Common colds: the common mistakes - Monocolumn | Monocle

Monocolumn

A daily bulletin of news & opinion

6 December 2012

It’s that time of year in London when more people seem to be ill than healthy. The windows of drugstores are festooned with advertisements trying to make flu look cosy. Headlines on the trashier newspapers scream that more people have norovirus than ever before. There’s a residual smell of Lemsip in most offices and pocket packs of paper tissues have been promoted to prime position next to the checkout in every supermarket. And suddenly the population is divided into two camps: those who deal with illness and those who don’t.

Friends, colleagues and even loved ones I feel I know inside out can floor me with their behaviour when sick, to the point that I question if I ever really knew them at all. There are some very basic codes of conduct that come with being ill and it astonishes me the number of people who seemingly never got the memo.

Let’s start with the basics. If you sneeze or cough, do it behind your hand. If you have to blow your nose (and do always blow rather than sniff, please) then do it away from others, ideally in a bathroom. Wash your hands. Repeatedly. Good old-fashioned soap and warm water kills germs in ways that new fangled antibacterial hand gel could only dream of.

One of the nastier facets of the human condition I’ve witnessed is an attitude that ill people assume whereby they seek to spread their illness out of spite: “I’m ill so I don’t care if other people get ill too.” Consider karma, though. If you delight in surreptitiously spreading your germs I’m pretty sure the harmless cold you start out with will come back as a rather crippling gastroenteritis.

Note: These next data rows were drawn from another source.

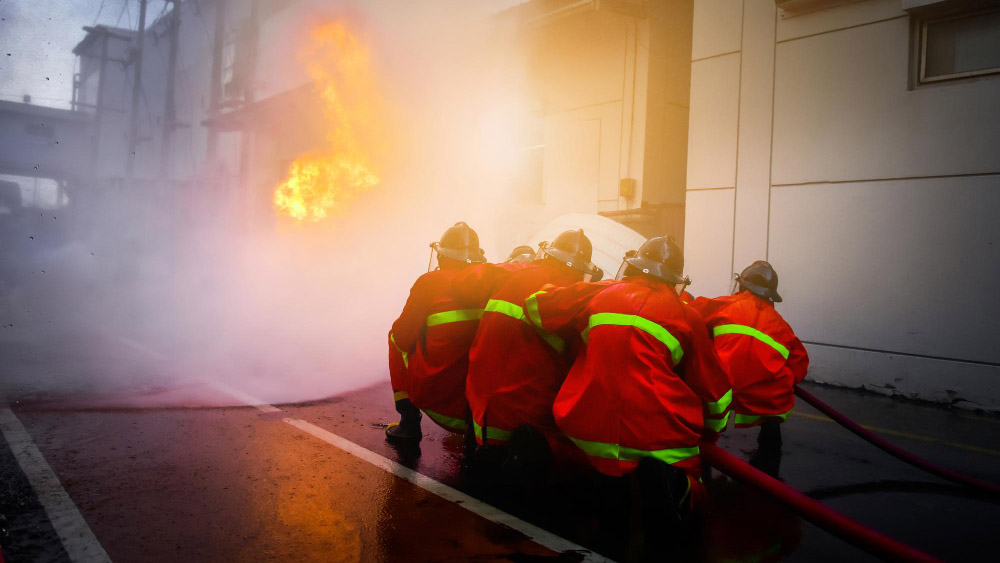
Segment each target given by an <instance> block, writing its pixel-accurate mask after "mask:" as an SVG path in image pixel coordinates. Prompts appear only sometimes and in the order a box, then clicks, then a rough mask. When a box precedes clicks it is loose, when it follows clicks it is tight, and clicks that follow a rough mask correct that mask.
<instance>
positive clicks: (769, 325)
mask: <svg viewBox="0 0 1000 563" xmlns="http://www.w3.org/2000/svg"><path fill="white" fill-rule="evenodd" d="M780 302H781V296H780V295H779V294H778V274H777V272H775V271H774V268H773V267H771V265H770V264H768V263H767V262H765V261H763V260H758V261H756V262H754V263H753V264H751V265H749V266H747V268H746V269H744V270H743V272H742V273H740V274H738V275H737V276H736V287H735V289H734V291H733V294H732V295H729V296H724V297H718V298H715V299H706V298H704V297H699V298H698V299H696V300H694V301H693V302H692V303H691V306H692V307H693V308H694V309H695V310H696V311H698V312H699V313H701V315H702V317H703V318H704V319H705V324H706V325H707V326H708V329H709V330H710V331H712V335H713V337H714V340H715V351H716V352H717V353H718V355H719V361H720V363H721V364H722V368H723V369H724V370H726V373H728V374H729V378H730V379H731V380H732V382H733V411H734V413H735V425H736V427H737V428H746V427H750V426H760V433H759V434H758V436H757V445H758V447H757V452H756V453H755V454H754V456H753V457H752V458H751V459H750V464H751V465H753V466H754V467H756V468H758V469H760V470H761V471H764V472H765V473H768V474H770V475H771V476H773V477H777V476H778V469H779V466H780V464H781V426H780V424H781V423H782V422H783V421H784V420H785V419H786V418H788V415H789V414H790V413H791V412H792V407H794V406H795V385H797V384H798V383H799V382H800V381H802V379H803V378H804V377H805V376H806V372H807V371H808V369H809V355H808V354H807V353H806V349H805V347H803V346H802V342H800V341H799V339H798V338H797V337H796V336H795V333H794V332H792V327H790V326H788V323H787V322H785V319H783V318H782V317H781V315H780V314H778V311H776V310H775V309H774V304H775V303H780Z"/></svg>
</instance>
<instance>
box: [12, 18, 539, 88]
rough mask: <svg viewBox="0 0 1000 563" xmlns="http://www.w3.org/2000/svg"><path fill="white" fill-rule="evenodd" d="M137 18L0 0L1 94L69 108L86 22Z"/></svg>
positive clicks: (129, 23)
mask: <svg viewBox="0 0 1000 563" xmlns="http://www.w3.org/2000/svg"><path fill="white" fill-rule="evenodd" d="M239 1H244V0H239ZM259 1H261V2H270V1H275V2H287V0H259ZM521 1H523V0H469V1H464V0H459V1H456V0H424V1H423V2H414V4H424V5H425V7H426V9H428V10H430V11H432V12H433V11H440V12H442V13H447V12H449V11H451V10H452V9H453V8H454V7H456V6H458V5H462V9H463V11H465V12H472V13H479V14H481V15H486V14H489V13H492V12H496V11H499V10H502V9H504V8H507V7H509V6H512V5H516V4H519V3H521ZM339 3H340V4H351V2H339ZM331 4H332V3H331ZM167 6H168V2H167V1H165V0H149V2H148V7H147V8H146V10H147V11H146V21H147V25H150V24H152V22H153V21H155V20H156V18H157V17H158V16H160V15H162V14H163V12H164V10H165V9H166V8H167ZM138 21H139V0H0V100H12V101H21V99H22V97H23V96H24V95H25V94H27V95H30V96H31V97H32V102H33V103H36V104H38V105H46V106H53V107H61V108H69V106H70V100H71V98H72V93H73V72H74V65H75V56H74V55H73V52H72V51H73V47H75V46H76V44H77V43H79V42H80V41H81V40H82V39H83V37H84V35H85V32H84V31H83V27H84V26H93V25H98V24H100V25H108V26H113V27H121V28H128V29H135V27H136V26H137V25H138Z"/></svg>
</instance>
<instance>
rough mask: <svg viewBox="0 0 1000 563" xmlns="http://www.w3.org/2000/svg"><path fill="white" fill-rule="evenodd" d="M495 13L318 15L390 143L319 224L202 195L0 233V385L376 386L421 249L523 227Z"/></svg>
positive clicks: (143, 395) (291, 391) (104, 204)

Another rule: don’t talk about your illness. There’s a curious compulsion people have to offload an in depth blow-by-blow account of their deteriorating health. If there’s anything more boring than having a cold it’s hearing the details of someone else’s. As for stomach flu, no one needs to know that it came from both ends or how many times or what it looked like.

The most commonsensical rule of all is this: if you are ill with anything contagious then for heaven’s sake stay at home. We’re blessed with mobile office equipment these days in the shape of smartphones and laptops that mean you can be reached should your company be on the brink of imploding in your absence. Seal your doors, climb into bed and watch back episodes of Homeland. Or, better still, sleep. Nobody will ever like, pity or congratulate a germ-ridden, mucus-dripping martyr.